The article is related to response of Americans on whether or not they approve of the way the presidents handled COVID situation. Its been more than 2 years now since the start of the pandemic and there has been various developments such as vaccine rollouts to fight against the pandemic. This article also asks various other related questions such as effect of covid on economy and their concerns about COVID spread etc. To read the article click here.
library(tidyverse)
library(RCurl)
Following code snippet reads the data file from github and save it in a dataframe named as raw_data.
home_path <- 'https://raw.githubusercontent.com/Naik-Khyati/'
data_path <- 'basic-loading-and-transformation/main/data/'
csv_name <- 'covid_approval_polls'
file_path <- paste(home_path,data_path,csv_name,'.csv',sep='')
x <- getURL(file_path)
raw_data <- read.csv(text = x)
dim(raw_data)
## [1] 3748 13
col_names <- c('tracking','url','sponsor','text')
raw_data <- raw_data %>% select(-all_of(col_names))
dim(raw_data)
## [1] 3748 9
Find unique values of population attribute
unique(raw_data$population)
## [1] "a" "rv" "lv" "v"
Find unique values of party attribute
unique(raw_data$party)
## [1] "all" "R" "D" "I"
Below code snippet uses case_when statement to replace values in population and party variables.
raw_data$population <- case_when(
raw_data$population == "a" ~ "Adult",
raw_data$population == "rv" ~ "Registered Voter",
raw_data$population == "lv" ~ "Likely Voter",
raw_data$population == "v" ~ "Voter"
)
raw_data$party <- case_when(
raw_data$party == "all" ~ "All parties",
raw_data$party == "R" ~ "Republic",
raw_data$party == "D" ~ "Democrat",
raw_data$party == "I" ~ "Independent",
)
glimpse(raw_data)
## Rows: 3,748
## Columns: 9
## $ start_date <chr> "2020-02-02", "2020-02-02", "2020-02-02", "2020-02-02", "2…

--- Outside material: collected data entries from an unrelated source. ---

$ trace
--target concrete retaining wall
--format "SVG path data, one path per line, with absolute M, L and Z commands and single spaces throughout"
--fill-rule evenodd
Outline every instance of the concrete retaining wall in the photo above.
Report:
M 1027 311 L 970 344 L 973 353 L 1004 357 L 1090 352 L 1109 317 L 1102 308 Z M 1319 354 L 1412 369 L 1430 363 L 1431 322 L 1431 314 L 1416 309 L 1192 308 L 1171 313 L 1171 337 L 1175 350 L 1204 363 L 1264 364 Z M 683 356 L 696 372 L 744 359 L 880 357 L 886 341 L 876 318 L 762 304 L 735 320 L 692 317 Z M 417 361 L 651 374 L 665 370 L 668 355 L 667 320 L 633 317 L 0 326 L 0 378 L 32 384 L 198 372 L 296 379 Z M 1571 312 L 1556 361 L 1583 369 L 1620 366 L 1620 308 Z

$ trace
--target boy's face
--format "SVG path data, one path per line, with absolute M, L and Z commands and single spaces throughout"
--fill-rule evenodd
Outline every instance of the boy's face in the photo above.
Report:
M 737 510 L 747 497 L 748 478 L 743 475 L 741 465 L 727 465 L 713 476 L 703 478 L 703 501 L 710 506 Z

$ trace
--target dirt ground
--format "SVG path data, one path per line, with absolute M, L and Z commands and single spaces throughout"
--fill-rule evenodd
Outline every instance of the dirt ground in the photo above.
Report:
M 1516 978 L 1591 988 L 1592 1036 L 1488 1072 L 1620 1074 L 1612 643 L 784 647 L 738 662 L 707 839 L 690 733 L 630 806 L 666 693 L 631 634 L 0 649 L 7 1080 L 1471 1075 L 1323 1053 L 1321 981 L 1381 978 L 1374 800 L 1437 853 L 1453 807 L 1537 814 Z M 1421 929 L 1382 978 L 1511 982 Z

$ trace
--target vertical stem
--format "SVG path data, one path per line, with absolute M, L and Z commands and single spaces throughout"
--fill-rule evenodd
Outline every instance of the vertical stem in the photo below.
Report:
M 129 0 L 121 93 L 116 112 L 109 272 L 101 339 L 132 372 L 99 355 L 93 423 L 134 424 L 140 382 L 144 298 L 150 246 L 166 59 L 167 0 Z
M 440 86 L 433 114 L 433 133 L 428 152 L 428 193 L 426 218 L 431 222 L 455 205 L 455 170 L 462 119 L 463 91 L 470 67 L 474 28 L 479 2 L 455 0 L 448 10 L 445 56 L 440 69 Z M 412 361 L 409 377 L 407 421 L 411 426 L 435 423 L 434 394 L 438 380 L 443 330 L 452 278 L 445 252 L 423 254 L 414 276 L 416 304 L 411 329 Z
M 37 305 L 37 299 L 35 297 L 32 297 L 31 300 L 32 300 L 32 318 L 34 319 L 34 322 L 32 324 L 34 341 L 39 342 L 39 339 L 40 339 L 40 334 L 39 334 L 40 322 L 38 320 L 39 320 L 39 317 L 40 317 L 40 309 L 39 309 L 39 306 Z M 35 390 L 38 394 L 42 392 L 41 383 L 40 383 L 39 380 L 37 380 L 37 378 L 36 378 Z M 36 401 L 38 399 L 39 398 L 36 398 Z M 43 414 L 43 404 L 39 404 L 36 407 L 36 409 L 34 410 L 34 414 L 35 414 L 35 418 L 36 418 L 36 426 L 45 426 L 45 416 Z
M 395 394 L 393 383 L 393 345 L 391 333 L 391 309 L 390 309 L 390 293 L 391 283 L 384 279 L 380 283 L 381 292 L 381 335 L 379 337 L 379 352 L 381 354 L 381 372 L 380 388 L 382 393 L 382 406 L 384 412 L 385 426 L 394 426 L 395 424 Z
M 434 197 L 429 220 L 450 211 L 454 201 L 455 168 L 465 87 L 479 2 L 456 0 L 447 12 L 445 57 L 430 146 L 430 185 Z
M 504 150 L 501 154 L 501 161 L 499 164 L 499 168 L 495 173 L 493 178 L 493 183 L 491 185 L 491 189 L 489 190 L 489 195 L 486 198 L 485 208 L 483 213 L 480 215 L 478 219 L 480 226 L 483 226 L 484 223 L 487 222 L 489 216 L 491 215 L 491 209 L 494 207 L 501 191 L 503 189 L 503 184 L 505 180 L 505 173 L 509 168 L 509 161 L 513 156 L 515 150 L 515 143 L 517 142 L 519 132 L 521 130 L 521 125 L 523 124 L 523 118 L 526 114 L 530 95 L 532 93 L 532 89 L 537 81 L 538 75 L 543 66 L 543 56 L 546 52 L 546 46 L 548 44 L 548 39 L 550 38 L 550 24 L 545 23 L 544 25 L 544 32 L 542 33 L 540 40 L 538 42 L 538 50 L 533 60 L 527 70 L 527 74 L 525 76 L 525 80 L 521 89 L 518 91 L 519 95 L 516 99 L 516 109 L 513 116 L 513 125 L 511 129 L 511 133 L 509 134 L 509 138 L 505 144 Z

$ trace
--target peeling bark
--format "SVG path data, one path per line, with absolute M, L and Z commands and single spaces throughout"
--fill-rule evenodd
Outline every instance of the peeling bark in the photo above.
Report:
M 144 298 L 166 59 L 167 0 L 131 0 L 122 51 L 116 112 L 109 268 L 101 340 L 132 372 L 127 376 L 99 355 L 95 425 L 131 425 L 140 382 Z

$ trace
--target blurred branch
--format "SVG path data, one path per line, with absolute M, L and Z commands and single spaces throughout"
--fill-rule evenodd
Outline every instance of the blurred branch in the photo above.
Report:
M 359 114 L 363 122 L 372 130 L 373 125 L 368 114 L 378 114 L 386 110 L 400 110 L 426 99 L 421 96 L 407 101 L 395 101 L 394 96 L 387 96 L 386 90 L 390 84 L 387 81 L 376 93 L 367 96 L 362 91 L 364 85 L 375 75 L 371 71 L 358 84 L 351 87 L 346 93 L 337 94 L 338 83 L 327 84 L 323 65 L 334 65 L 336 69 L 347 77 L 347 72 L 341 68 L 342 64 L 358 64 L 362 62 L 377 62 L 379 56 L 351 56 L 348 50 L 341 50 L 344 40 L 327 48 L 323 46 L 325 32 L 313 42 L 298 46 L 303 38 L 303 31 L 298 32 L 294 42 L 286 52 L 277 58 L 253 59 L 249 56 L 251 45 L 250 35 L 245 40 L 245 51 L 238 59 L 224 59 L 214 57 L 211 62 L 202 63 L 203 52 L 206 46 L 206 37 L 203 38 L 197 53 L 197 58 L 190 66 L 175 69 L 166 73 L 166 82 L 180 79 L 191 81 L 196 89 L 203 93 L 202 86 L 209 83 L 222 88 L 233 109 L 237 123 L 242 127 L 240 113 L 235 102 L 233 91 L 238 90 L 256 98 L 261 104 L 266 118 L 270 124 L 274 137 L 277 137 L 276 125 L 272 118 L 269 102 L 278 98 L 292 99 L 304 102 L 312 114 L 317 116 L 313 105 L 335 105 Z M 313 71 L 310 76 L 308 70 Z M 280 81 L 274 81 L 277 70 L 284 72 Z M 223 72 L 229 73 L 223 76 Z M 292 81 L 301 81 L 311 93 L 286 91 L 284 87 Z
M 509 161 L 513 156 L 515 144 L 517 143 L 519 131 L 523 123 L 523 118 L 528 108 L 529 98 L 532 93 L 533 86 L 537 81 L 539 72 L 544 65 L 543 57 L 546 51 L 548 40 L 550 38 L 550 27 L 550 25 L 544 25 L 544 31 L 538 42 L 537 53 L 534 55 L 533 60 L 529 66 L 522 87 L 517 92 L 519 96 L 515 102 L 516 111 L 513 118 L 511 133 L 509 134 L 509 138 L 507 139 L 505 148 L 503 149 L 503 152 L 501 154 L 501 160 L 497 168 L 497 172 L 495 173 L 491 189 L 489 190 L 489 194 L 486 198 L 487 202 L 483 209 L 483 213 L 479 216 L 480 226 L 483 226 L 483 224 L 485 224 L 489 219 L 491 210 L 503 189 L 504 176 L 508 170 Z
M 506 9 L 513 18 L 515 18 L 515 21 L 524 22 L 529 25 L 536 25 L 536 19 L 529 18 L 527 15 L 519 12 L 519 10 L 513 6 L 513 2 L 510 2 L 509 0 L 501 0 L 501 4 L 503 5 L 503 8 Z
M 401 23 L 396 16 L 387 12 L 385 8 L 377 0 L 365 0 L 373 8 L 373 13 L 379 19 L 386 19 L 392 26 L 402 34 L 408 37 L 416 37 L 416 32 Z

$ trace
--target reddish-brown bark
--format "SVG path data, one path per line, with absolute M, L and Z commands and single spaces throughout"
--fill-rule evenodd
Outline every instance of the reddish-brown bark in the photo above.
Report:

## $ end_date <chr> "2020-02-04", "2020-02-04", "2020-02-04", "2020-02-04", "2…
## $ pollster <chr> "YouGov", "YouGov", "YouGov", "YouGov", "Morning Consult",…
## $ sample_size <dbl> 1500, 376, 523, 599, 2200, 684, 817, 700, 1996, 700, 788, …
## $ population <chr> "Adult", "Adult", "Adult", "Adult", "Adult", "Adult", "Adu…
## $ party <chr> "All parties", "Republic", "Democrat", "Independent", "All…
## $ subject <chr> "Trump", "Trump", "Trump", "Trump", "Trump", "Trump", "Tru…
## $ approve <dbl> 42, 75, 21, 39, 57, 88, 37, 50, 39, 71, 15, 34, 39, 74, 19…
## $ disapprove <dbl> 29, 6, 51, 25, 22, 4, 37, 22, 35, 8, 60, 33, 28, 7, 50, 25…
Below code snippet first converts the date which is read as character into date type and then aggregates the data by end date to calculate the average approval score for Biden. it uses that data to create a line chart for Bidens approval score.
raw_data$end_date <- as.Date(raw_data$end_date, "%Y-%m-%d")
chart_data <- raw_data %>% filter(subject=='Biden') %>% group_by(end_date) %>%
summarise(mean_approval = mean(approve))
ggplot(chart_data, aes(x=end_date, y=mean_approval)) +
geom_line()
The article shows that overall Biden has approval of 49.7% for handling of the coronavirus outbreak. However, approvals varies widely by the parties. Most democrats approve (83.2%) of Bidens response; but only 17.2% of republicans were satisfied with Bidens response. Independents fell in the middle with about 44% approval of Bidens response. Similarly, article also shows that about 24% of Americans are extremely concerned about getting infected with coronavirus. Lastly, about 49% of Americans are worried about the state of the US economy.